Dane, chociaż odnoszą się do społeczeństwa USA, stanowią również przestrogę dla Polski. Panel Amerykańskiego Życia (ALP) jaki stoi za zebraniem danych uzyskał je od sześciu tysięcy osób. Dobrano je wedle reguł sztuki, aby reprezentowały rzeczywisty rozkład etniczny w społeczeństwie Stanów Zjednoczonych. Zebrane wyniki są oparte o dwie fale koronawirusa i obejmują okres od kwietnia do maja 2020. Całe zaś badanie wykonano w oparciu o standardy Amerykańskiego Stowarzyszenia dla Badań Opinii Publicznej (AAPOR).
Znamienne, że wyniki badań są datowane na dwudziesty dziewiąty września 2020 roku. Dają one obraz również w odbiciu na wiek, płeć, a także podział etniczny. Zarówno w ujęciu kobiet i mężczyzn są widoczne wzrosty. Znamienne, że panie piły trzy razy, a panowie dwukrotnie więcej. Tak wygląda sytuacja u osób silnie używających alkoholu (do tego grona zaliczały się osoby jakie piły pięć i więcej drinków w przypadku mężczyzn, lub cztery i więcej - jeśli mowa o kobietach).
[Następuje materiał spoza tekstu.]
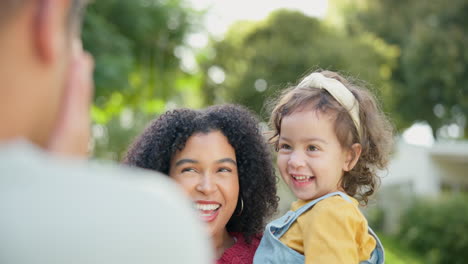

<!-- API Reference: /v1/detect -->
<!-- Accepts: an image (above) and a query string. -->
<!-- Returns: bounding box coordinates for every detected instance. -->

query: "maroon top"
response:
[216,232,261,264]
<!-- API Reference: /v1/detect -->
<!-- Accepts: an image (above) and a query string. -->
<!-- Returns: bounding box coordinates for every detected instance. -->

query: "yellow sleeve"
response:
[298,197,375,264]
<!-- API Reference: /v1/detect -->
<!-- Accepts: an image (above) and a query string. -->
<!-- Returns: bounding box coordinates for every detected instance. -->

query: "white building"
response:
[377,139,468,232]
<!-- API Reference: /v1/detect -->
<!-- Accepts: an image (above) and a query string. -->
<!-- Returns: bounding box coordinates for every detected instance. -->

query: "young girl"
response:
[254,71,392,264]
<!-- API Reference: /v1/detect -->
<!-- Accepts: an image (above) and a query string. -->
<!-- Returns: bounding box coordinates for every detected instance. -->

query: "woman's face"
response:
[169,131,239,236]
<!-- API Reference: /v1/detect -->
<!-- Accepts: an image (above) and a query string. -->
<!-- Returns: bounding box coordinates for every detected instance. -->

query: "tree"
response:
[83,0,201,159]
[202,10,398,118]
[344,0,468,137]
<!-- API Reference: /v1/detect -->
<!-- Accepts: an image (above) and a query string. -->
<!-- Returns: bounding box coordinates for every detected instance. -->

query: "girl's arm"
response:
[298,197,375,264]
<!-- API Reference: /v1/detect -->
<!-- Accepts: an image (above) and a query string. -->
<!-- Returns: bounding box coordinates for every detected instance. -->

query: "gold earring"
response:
[236,197,244,216]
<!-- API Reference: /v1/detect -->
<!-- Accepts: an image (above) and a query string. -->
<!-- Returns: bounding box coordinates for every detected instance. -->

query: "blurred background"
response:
[83,0,468,264]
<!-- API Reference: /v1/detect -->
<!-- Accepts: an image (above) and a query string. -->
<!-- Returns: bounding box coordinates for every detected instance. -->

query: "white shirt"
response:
[0,142,212,264]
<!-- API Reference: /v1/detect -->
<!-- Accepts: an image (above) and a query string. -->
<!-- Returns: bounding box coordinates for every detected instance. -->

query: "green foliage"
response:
[203,10,398,120]
[83,0,200,159]
[83,0,198,107]
[399,195,468,264]
[344,0,468,136]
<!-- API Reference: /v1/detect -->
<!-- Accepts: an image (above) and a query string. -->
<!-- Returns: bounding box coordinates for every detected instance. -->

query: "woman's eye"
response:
[307,145,318,151]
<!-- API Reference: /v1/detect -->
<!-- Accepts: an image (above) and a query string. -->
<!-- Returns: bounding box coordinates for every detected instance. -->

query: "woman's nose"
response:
[197,174,217,194]
[288,151,305,168]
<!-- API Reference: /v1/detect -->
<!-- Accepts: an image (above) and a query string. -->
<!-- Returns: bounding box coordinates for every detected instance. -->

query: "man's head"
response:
[0,0,89,155]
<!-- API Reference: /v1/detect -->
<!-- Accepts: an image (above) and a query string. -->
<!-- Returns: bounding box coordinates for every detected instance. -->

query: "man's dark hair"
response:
[0,0,88,32]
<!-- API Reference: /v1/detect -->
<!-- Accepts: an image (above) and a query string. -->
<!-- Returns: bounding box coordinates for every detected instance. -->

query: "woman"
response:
[124,105,278,263]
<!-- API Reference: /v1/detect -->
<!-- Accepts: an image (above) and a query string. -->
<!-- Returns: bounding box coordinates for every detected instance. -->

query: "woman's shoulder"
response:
[217,232,262,264]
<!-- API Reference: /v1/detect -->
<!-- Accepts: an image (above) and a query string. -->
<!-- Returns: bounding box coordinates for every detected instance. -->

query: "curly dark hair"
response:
[270,71,393,205]
[123,105,278,243]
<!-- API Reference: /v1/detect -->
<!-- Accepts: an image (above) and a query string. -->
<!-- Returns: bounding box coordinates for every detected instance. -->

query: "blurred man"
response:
[0,0,211,264]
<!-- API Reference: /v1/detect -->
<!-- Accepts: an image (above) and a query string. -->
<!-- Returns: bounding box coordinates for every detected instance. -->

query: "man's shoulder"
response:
[0,142,210,263]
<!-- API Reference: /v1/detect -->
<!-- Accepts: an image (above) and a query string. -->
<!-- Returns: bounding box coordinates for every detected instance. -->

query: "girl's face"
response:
[277,110,350,200]
[169,131,239,236]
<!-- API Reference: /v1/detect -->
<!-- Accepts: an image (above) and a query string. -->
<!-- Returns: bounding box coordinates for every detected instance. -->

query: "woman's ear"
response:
[343,143,362,171]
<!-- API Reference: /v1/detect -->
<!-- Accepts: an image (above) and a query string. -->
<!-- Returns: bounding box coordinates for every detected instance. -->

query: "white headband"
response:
[297,72,362,138]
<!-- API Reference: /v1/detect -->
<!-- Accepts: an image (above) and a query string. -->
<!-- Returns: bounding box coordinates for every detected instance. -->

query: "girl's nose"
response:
[196,173,217,195]
[288,151,305,168]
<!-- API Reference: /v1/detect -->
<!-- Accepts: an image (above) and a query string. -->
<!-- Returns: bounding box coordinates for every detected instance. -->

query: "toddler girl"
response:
[254,71,392,264]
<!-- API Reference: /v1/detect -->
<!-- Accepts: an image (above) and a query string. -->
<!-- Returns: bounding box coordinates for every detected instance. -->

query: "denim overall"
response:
[253,192,385,264]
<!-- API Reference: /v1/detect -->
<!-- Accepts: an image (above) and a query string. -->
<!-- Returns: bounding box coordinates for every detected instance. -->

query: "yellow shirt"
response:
[280,196,376,264]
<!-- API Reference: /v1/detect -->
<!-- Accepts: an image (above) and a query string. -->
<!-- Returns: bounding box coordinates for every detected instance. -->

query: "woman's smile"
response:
[195,201,221,222]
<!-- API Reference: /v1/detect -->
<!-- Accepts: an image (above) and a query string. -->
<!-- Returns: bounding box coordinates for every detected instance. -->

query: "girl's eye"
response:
[307,145,318,151]
[218,168,232,172]
[279,144,291,150]
[182,168,197,173]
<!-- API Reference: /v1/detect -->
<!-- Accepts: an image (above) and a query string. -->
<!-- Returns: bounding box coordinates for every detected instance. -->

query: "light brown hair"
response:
[270,71,393,205]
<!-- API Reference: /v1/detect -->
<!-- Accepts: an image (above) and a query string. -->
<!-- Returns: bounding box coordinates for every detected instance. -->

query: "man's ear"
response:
[33,0,65,63]
[343,143,362,171]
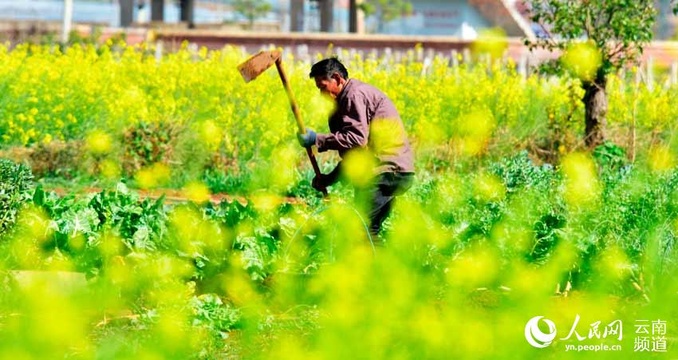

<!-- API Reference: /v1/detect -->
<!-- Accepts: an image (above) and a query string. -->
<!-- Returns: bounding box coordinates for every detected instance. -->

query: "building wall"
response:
[380,0,492,39]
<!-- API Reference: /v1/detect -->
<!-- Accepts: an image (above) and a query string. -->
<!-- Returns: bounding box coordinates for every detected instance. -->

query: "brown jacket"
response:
[316,79,414,174]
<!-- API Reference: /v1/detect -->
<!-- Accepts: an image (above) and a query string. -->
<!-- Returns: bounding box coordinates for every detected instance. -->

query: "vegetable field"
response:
[0,41,678,359]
Między sześćdziesiątym a osiemdziesiątym rokiem życia spożycie wzrosło czterokrotnie. W tym gronie osoby między trzydziestym a sześćdziesiątym rokiem zwiększyły spożycie o połowę. Wedle badań wśród grup etnicznych osoby zaliczane do grona białych znalazły się w tyle za czarnoskórymi, przewodzącymi w tym rankingu, a także za Latynosami. W przypadku osób o czarnej skórze wśród tych, co nie piły intensywnie zmiana w spożytej ilości zmieniła się ponad 49 razy (z statystycznych 0,73 na 35,89).
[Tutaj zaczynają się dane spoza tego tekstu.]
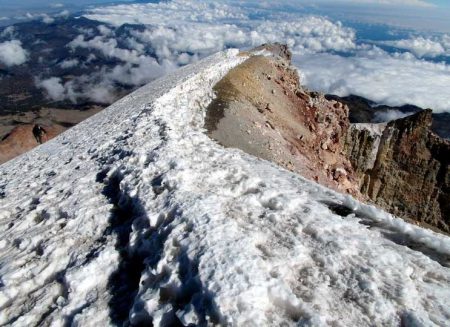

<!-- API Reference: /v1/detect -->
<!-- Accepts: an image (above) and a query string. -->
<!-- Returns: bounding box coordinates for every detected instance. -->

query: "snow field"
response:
[0,50,450,326]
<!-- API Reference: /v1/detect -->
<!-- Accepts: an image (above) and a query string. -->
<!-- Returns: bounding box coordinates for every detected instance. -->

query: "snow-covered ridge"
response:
[0,50,450,326]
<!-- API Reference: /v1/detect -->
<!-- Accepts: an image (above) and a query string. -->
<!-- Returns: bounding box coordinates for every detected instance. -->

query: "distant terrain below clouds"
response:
[0,0,450,112]
[81,0,450,112]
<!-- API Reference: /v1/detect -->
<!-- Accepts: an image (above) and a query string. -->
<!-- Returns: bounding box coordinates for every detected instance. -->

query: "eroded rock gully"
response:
[205,45,450,232]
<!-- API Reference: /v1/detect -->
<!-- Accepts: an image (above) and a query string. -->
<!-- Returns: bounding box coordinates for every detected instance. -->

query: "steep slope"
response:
[346,110,450,232]
[205,44,450,233]
[205,45,359,195]
[0,51,450,326]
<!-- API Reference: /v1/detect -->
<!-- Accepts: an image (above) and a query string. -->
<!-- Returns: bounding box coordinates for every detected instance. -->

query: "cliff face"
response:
[205,45,358,195]
[205,45,450,232]
[345,110,450,232]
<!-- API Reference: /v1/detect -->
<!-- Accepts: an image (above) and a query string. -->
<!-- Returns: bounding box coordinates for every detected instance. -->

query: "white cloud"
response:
[380,34,450,58]
[35,74,117,104]
[0,40,28,67]
[59,59,80,69]
[295,48,450,112]
[0,25,16,38]
[86,0,355,58]
[348,0,435,7]
[373,109,414,123]
[75,0,450,111]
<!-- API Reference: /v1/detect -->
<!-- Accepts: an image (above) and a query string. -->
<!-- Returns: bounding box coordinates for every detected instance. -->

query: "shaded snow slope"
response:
[0,51,450,326]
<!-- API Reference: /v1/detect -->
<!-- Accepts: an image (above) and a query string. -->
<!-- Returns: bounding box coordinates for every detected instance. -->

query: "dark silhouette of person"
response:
[33,124,47,144]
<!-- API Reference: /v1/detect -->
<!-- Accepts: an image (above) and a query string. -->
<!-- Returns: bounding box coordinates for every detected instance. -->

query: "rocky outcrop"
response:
[205,45,450,232]
[0,124,66,164]
[205,45,358,195]
[346,110,450,232]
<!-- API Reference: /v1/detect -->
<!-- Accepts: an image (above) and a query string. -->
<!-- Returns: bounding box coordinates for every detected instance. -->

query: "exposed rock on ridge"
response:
[205,45,358,195]
[205,45,450,232]
[346,110,450,232]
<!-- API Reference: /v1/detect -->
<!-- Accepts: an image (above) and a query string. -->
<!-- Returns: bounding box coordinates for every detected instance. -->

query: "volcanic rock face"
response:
[205,45,358,195]
[346,110,450,232]
[205,45,450,232]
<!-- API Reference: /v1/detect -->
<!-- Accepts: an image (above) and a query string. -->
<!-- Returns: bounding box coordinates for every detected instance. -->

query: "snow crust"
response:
[0,50,450,326]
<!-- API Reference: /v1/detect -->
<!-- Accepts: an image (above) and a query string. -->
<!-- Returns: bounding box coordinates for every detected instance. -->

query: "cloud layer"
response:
[0,40,28,67]
[31,0,450,111]
[380,34,450,58]
[295,48,450,112]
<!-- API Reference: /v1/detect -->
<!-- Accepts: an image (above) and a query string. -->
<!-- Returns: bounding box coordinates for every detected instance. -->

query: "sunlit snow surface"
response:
[0,51,450,326]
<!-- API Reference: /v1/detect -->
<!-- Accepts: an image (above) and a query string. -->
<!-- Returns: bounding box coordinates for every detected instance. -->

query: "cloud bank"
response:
[295,48,450,112]
[0,40,28,67]
[380,34,450,58]
[34,0,450,111]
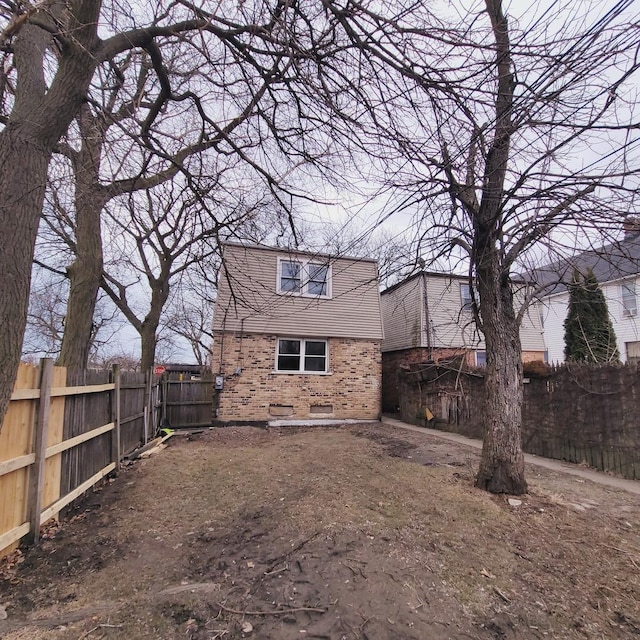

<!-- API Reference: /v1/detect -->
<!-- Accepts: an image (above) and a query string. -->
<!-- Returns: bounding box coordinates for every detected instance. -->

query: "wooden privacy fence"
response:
[399,364,640,480]
[0,359,158,556]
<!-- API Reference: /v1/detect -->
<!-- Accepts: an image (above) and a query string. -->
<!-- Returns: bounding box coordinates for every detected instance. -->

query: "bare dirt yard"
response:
[0,424,640,640]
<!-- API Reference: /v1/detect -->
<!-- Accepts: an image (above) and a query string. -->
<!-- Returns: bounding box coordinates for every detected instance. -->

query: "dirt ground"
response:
[0,424,640,640]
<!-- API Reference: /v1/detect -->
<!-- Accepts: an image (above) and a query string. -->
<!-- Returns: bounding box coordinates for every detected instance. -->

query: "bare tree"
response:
[322,0,640,494]
[101,180,261,371]
[0,0,350,428]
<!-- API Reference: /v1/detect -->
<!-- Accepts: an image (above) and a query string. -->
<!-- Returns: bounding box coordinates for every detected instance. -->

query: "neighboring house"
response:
[381,271,545,411]
[529,225,640,362]
[212,243,383,423]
Do pełnego obrazu jest istotne wskazanie, że wśród badanych osoby określane jako „białe” prawie pięciokrotnie w liczbie dominowały Latynosów i siedmiokrotnie czarnoskóre. Z jednej strony daje to wiarygodne odbicie osób o białej skórze, a zarazem daje pożywkę dla daleko idących wniosków. Pollard podjął się również wykazania ile dni osoby badane spożywały alkohol. Przeciętnie czas spędzany na piciu alkoholu wzrósł o trzy czwarte dnia, co oznacza wzrost o 14 procent. Znów tutaj zaznaczył się delikatny (o 0,04) większe spożycie u kobiet. O 41 procent wzrosła wśród pań liczba tych, co przesadzają z alkoholem. Tym samym co piąta kobieta piła jeden dzień więcej. Dla porównania wśród osób dorosłych zwiększyło się spożycie o jeden dzień dla trzech czwartych badanych. Zarazem wśród kobiet o 39 procent powiększyło się grono tych, co mają problem z alkoholizmem.
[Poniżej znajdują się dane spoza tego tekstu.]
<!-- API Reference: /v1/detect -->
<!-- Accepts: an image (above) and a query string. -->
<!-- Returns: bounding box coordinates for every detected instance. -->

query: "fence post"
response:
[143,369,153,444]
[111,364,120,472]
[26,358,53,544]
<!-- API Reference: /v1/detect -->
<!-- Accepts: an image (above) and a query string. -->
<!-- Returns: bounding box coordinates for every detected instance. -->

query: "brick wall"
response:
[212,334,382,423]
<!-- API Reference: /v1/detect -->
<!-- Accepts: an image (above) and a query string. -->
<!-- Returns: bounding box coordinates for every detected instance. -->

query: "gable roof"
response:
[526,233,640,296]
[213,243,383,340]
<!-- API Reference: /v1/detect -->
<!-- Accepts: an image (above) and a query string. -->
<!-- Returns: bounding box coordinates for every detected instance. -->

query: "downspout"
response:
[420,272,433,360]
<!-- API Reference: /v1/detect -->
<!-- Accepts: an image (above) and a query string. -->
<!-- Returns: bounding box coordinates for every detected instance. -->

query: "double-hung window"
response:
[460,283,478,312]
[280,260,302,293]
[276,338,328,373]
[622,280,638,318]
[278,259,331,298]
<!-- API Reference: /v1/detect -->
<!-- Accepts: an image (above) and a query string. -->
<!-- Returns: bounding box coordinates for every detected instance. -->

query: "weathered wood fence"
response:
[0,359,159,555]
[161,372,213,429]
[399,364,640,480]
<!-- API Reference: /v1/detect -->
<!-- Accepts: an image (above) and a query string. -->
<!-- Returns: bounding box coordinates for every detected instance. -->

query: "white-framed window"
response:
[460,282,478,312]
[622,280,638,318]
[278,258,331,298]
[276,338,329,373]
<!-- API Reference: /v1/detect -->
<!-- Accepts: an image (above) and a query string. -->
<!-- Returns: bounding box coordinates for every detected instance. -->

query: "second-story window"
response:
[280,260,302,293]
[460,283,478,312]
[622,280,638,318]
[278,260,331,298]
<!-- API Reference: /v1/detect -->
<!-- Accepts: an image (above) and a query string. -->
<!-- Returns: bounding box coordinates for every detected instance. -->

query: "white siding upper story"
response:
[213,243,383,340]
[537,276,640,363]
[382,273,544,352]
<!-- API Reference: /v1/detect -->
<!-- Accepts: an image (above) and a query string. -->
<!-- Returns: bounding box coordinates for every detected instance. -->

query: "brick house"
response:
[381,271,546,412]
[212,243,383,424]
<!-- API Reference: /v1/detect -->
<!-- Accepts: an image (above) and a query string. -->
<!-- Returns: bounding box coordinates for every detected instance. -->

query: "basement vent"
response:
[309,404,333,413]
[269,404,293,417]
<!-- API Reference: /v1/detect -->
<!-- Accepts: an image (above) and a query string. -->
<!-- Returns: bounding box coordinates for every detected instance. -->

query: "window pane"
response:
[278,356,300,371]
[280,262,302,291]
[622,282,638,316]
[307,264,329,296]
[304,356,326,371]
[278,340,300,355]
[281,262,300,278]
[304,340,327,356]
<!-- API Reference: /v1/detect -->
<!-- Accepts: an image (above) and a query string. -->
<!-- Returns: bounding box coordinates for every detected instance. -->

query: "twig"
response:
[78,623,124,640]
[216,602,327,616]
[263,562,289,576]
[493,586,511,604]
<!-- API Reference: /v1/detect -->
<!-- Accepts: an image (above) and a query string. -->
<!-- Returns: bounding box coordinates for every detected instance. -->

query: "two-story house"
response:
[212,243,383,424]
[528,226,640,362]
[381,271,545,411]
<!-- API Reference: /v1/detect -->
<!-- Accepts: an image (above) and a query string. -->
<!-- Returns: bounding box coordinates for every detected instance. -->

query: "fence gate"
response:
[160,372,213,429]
Przyjrzenie się wnioskom z badań ukazuje, że badacze ulegli politycznej poprawności. Chociaż w tabelach z wynikami ujęli osoby o czarnym kolorze skóry pominęli analizę wyników. Skoncentrowali się na osobach „białych”. W świetle powyższych danych nasuwa się pytanie, czy nie obawiali się ostracyzmu w środowisku naukowym, a także posądzenia o rasizm przez ukazanie osób „czarnych” w złym świetle.